We talked about doing this in Orlando, at the scenius on Swallow Hill Road. Where we started was with the idea of WordPress blogs for the CyberProfessionals to practice on.

We saw that the right system could serve the same function for any novice bloggers — including all of the folks on Active Rain looking to make the leap to WordPress weblogging.

And BloodhoundBlog.net can also be a space for BloodhoundBlog Unchained instructors to help their students get their homework together before coming to Phoenix.

Will this be your last word in real estate weblogging? It can be, but that strikes me as a poor idea. What we’re offering is a free weblogging platform where real estate professionals can learn and grow, ultimately to go off and set up their own WordPress.org weblogs.

And you had better know this is an Unchained weblogging world: You can import content from a host of blogging platforms, and everything you do on BloodhoundBlog.net is easily exported when you’re ready to move on.

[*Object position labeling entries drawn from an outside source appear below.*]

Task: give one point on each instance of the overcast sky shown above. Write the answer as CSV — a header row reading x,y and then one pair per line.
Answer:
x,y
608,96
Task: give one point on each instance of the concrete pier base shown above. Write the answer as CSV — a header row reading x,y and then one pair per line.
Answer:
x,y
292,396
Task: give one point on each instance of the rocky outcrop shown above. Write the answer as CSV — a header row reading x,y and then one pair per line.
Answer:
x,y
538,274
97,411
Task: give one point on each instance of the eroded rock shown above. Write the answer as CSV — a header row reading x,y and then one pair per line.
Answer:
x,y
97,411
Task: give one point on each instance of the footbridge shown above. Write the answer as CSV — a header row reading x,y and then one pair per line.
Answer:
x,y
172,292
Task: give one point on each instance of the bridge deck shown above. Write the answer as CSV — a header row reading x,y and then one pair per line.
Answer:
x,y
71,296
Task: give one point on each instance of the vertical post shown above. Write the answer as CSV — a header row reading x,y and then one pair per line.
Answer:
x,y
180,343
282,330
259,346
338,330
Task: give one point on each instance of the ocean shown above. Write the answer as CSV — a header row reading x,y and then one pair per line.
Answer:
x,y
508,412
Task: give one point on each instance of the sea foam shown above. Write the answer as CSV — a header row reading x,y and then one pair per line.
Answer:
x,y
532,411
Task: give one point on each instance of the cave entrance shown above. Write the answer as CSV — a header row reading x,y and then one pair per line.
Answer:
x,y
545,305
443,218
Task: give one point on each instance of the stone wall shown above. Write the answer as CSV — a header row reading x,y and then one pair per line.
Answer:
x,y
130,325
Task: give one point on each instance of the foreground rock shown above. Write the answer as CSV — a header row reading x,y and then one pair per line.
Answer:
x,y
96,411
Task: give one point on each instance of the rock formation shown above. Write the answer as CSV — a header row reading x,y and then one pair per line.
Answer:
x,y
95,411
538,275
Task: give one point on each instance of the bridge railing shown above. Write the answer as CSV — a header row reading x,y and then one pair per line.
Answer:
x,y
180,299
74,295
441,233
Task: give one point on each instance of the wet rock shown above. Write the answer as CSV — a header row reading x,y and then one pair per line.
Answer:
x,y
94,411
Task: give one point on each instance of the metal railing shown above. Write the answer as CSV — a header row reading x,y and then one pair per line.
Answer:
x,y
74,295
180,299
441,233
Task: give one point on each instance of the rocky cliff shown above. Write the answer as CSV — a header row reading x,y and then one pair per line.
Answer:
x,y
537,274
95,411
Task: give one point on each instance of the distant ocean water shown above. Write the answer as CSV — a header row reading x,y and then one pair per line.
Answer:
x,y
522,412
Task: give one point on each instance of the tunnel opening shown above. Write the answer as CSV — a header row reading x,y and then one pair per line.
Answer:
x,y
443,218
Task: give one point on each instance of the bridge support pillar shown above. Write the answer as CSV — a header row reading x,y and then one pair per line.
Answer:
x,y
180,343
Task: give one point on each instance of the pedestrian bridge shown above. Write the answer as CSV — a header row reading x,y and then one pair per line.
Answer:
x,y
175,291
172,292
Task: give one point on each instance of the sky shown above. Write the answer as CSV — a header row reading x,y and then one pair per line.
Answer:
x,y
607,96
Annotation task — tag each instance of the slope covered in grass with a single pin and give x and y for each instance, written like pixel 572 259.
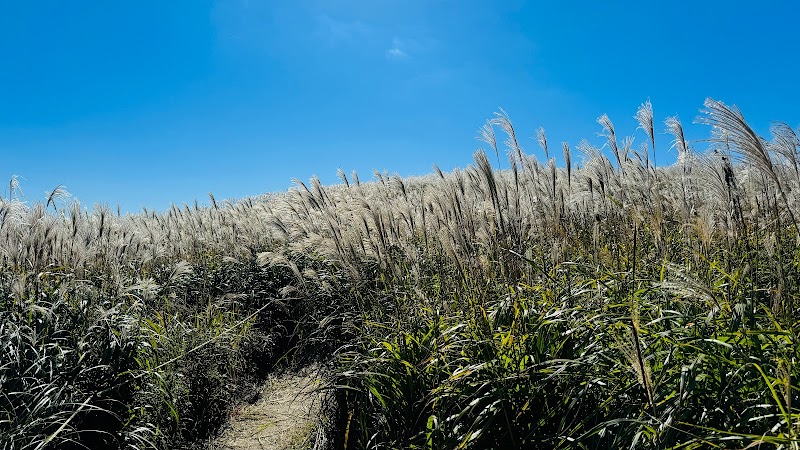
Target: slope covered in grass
pixel 604 303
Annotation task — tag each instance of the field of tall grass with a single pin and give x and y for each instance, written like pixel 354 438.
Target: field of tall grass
pixel 605 302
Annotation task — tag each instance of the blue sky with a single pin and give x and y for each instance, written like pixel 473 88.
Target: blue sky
pixel 148 103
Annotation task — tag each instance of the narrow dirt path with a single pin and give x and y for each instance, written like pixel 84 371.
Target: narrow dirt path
pixel 283 418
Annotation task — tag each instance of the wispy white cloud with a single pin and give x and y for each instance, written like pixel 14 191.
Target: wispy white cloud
pixel 396 52
pixel 404 48
pixel 335 31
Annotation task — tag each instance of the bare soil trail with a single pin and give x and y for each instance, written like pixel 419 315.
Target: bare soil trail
pixel 284 417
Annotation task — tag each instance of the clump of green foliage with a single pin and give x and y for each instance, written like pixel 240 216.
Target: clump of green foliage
pixel 603 303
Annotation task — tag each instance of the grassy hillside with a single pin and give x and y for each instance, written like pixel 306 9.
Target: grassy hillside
pixel 604 303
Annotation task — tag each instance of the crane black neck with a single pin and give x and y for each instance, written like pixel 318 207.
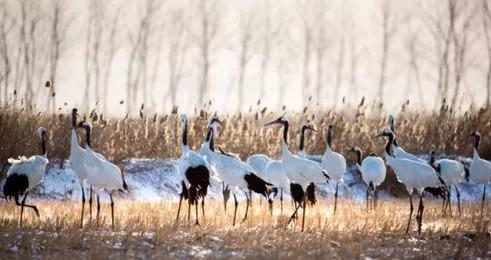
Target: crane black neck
pixel 286 125
pixel 329 138
pixel 358 156
pixel 74 120
pixel 390 141
pixel 432 158
pixel 87 136
pixel 185 134
pixel 43 144
pixel 209 139
pixel 302 137
pixel 395 140
pixel 477 142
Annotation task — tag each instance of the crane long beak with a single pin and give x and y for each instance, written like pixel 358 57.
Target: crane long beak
pixel 379 135
pixel 272 123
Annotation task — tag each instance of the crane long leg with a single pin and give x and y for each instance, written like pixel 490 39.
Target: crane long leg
pixel 203 208
pixel 281 201
pixel 294 215
pixel 197 211
pixel 250 199
pixel 410 212
pixel 112 209
pixel 90 204
pixel 83 204
pixel 336 198
pixel 98 209
pixel 179 208
pixel 235 210
pixel 483 199
pixel 247 205
pixel 449 201
pixel 420 217
pixel 23 204
pixel 375 192
pixel 458 197
pixel 189 209
pixel 304 209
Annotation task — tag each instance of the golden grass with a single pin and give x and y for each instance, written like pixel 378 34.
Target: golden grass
pixel 121 138
pixel 148 230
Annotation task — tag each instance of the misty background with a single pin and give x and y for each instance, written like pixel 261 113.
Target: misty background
pixel 117 55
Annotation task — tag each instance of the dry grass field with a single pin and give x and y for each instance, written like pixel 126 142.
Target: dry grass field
pixel 148 230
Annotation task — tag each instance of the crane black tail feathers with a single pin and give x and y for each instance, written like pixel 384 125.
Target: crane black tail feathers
pixel 310 193
pixel 16 184
pixel 125 186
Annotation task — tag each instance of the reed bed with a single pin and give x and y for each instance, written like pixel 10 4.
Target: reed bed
pixel 148 230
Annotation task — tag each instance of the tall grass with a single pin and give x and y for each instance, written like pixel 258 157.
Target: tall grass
pixel 158 135
pixel 148 230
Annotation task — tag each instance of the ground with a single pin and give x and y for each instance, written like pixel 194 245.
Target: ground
pixel 149 230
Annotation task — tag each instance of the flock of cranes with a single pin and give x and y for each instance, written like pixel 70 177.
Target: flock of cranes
pixel 260 174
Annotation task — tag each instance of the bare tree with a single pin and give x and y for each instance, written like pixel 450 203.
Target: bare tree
pixel 7 23
pixel 388 31
pixel 177 49
pixel 59 26
pixel 208 18
pixel 411 43
pixel 463 16
pixel 246 29
pixel 486 20
pixel 137 72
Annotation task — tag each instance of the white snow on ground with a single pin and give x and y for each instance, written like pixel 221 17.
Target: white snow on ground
pixel 158 179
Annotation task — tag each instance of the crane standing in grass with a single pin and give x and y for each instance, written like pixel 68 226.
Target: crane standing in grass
pixel 480 170
pixel 413 174
pixel 196 175
pixel 25 174
pixel 101 174
pixel 334 163
pixel 372 171
pixel 301 172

If you want to go ahead and get started, just go to BloodhoundBlog.net and set up a new blog. It’s fast, easy and fun.

Still here? Who should set up a BloodhoundBlog.net weblog?

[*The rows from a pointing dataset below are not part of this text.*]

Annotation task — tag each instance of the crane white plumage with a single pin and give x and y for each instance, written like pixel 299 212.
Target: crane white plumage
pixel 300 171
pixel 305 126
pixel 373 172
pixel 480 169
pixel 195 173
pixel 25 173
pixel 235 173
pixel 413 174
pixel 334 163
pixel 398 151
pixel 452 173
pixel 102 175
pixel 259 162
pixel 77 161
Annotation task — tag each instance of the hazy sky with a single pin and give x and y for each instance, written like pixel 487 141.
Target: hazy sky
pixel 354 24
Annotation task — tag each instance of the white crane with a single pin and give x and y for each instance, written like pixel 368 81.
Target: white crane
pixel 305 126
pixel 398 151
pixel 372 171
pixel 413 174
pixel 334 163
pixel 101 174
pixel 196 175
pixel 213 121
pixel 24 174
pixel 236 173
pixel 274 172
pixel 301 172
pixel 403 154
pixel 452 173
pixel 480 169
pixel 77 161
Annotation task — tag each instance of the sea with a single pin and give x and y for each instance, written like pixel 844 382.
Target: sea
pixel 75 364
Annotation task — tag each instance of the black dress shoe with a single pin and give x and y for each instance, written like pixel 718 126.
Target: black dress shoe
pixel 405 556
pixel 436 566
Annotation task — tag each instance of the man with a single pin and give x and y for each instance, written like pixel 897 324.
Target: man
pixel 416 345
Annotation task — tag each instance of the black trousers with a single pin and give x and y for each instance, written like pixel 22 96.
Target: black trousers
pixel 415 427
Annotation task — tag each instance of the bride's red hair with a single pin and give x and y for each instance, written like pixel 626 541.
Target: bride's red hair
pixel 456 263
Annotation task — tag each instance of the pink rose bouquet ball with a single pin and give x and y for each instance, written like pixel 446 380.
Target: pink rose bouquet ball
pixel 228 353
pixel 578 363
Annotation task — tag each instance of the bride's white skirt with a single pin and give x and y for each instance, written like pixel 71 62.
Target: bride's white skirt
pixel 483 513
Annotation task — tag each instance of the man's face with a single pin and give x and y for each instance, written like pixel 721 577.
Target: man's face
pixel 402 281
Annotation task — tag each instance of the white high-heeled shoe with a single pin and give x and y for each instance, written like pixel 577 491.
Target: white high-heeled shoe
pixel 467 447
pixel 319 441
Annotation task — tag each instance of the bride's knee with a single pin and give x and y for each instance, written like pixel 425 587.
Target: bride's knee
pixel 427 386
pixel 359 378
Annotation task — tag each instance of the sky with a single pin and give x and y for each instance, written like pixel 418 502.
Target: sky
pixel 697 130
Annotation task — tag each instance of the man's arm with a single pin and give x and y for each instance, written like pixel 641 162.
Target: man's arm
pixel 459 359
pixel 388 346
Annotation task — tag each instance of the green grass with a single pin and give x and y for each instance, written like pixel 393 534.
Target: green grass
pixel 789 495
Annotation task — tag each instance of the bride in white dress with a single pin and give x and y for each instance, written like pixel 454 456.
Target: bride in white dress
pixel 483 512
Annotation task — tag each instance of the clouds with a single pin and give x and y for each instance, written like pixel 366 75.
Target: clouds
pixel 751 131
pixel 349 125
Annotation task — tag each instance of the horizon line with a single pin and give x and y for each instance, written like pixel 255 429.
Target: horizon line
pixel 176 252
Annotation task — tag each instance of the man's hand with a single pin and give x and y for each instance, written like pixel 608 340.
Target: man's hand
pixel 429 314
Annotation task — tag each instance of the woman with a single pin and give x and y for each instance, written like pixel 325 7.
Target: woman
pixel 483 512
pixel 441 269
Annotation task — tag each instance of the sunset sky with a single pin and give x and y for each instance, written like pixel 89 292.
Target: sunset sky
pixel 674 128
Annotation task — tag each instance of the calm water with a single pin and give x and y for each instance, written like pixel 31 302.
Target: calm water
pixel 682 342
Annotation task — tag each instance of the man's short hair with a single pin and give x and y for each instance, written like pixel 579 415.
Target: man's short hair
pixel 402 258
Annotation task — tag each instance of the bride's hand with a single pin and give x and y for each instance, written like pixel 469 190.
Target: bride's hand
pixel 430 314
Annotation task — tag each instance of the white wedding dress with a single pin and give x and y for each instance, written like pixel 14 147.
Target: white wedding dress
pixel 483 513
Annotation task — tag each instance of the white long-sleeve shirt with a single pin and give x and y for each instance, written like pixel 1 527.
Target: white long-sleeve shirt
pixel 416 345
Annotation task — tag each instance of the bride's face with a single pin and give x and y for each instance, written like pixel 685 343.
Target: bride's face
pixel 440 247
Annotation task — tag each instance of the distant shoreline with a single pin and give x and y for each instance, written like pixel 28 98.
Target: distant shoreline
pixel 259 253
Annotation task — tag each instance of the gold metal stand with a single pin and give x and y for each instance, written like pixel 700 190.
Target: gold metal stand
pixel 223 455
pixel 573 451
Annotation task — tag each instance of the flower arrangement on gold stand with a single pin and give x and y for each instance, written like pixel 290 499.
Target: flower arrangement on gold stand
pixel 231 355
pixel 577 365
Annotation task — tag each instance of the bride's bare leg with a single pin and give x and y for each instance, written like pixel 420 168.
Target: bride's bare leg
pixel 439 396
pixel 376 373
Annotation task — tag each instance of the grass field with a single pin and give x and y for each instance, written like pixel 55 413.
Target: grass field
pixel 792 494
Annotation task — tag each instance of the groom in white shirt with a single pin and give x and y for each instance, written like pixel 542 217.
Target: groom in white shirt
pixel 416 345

  • Stone newbies. If you want to learn to weblog, you might as well start with the best software, among people who can help you develop the best possible practices.
  • Intermediate bloggers. If you’ve been toying with Active Rain or with real estate forums, it might be time to put away childish things. The work you do with us will transfer easily to a full-blown WordPress.org weblog.
  • Kindred spirits. If you want to build a community of like minds, the price of doing so here can’t be beat.
  • Adhocracy activists. A weblog is the perfect means of coordinating, for example, the Wine-Tasting Realtors of Biloxi.
  • Teachers of lessons profound and arcane — starting with the slave-drivers of BloodhoundBlog Unchained in Phoenix.

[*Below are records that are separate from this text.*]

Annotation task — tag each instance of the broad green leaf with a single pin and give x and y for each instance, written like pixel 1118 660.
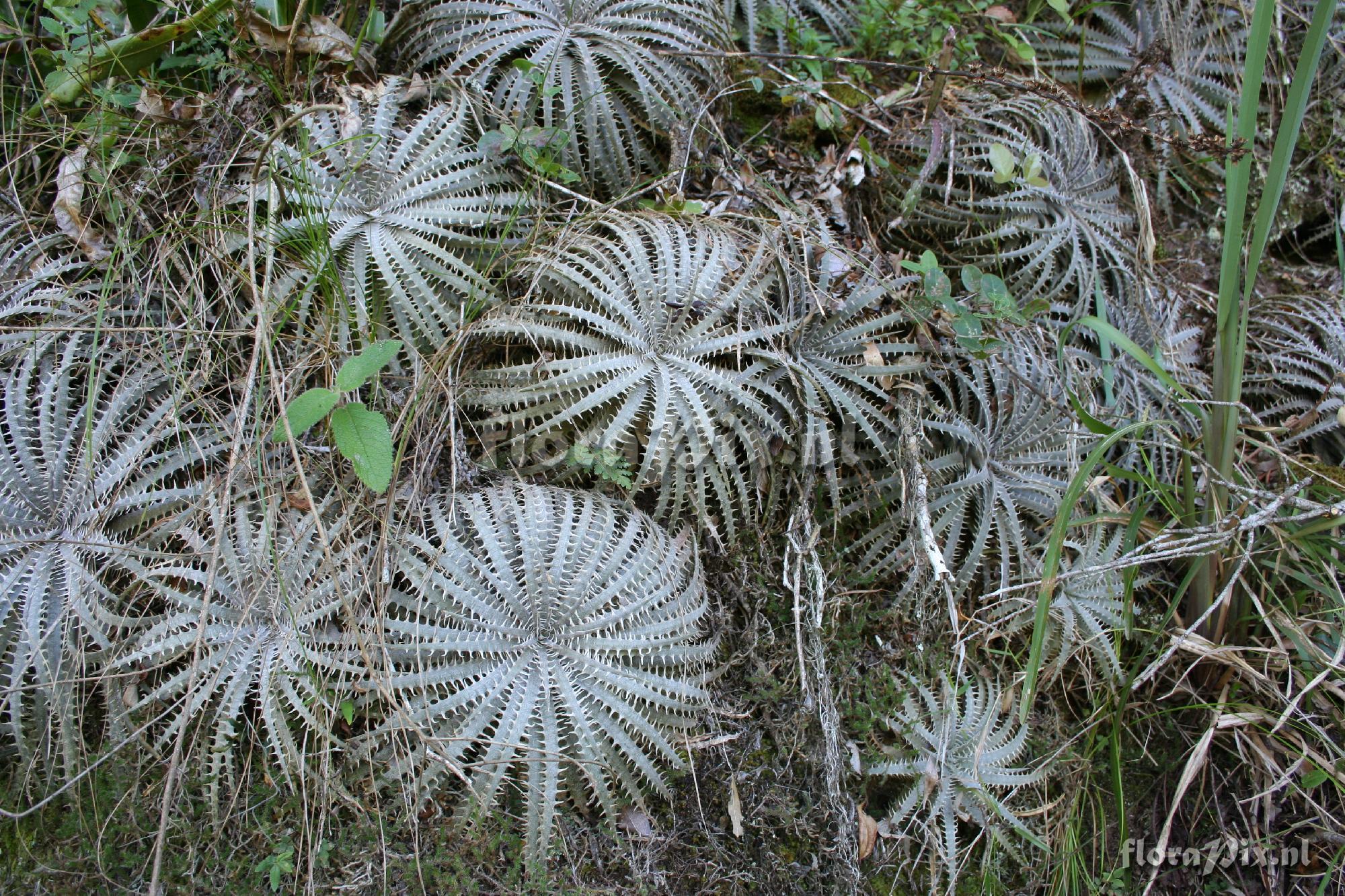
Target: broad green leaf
pixel 938 287
pixel 972 278
pixel 123 57
pixel 1003 161
pixel 357 370
pixel 306 411
pixel 364 439
pixel 995 291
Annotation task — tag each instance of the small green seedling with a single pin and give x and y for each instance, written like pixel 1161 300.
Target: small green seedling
pixel 276 865
pixel 1007 166
pixel 361 435
pixel 988 299
pixel 605 463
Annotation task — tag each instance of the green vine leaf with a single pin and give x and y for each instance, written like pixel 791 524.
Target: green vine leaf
pixel 364 439
pixel 306 411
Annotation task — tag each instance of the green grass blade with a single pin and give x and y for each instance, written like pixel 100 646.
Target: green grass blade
pixel 1056 546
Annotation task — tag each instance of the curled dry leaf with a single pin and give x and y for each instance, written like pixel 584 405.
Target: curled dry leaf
pixel 161 108
pixel 67 208
pixel 636 821
pixel 868 833
pixel 318 37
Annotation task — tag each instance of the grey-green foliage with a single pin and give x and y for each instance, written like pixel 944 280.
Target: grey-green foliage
pixel 545 638
pixel 1296 353
pixel 252 623
pixel 765 25
pixel 598 71
pixel 33 282
pixel 93 451
pixel 1001 450
pixel 1168 325
pixel 1192 54
pixel 961 748
pixel 1055 228
pixel 640 335
pixel 1086 612
pixel 408 209
pixel 841 353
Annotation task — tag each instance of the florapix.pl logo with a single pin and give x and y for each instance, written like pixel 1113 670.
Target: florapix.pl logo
pixel 1215 853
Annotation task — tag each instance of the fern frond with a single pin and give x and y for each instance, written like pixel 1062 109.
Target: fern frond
pixel 407 212
pixel 843 350
pixel 962 755
pixel 258 634
pixel 595 69
pixel 1183 57
pixel 1296 353
pixel 637 337
pixel 33 288
pixel 765 25
pixel 545 638
pixel 1003 450
pixel 1086 611
pixel 92 452
pixel 1052 236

How can we do this? We have the horsepower — dawgpower — that’s how. Even so, we’re not letting you all the way off the leash. There are plug-ins, but only at the macro level. You won’t be able to install you own, although I’ll listen to appeals for good plug-ins that work well in the WP-Mu environment. Same for themes. We have about 15 to start with, but you should feel free to recommend more. They’re not risk-free — Brian Brady has already crashed one — but they’re less risky than plug-ins. In a BloodhoundBlog.net weblog, you’re limited to naming your posts Bloodhound-style, with numbers. When you move your content, you can do what you want, and keyword-based naming should help you beat your old posts in the search engines. Finally, you’ll be constrained by our Terms of Service, which basically say, “Don’t be a jackass.”

We’ve talked about starting a forum, and this is something we may do, eventually. But a weblog creates its own management structure — “for each one spot shall prove Beloved over all” — plus we think it is the best kind of social media marketing most real estate professionals can do. BloodhoundBlog.net is a place where you can learn to do it for free.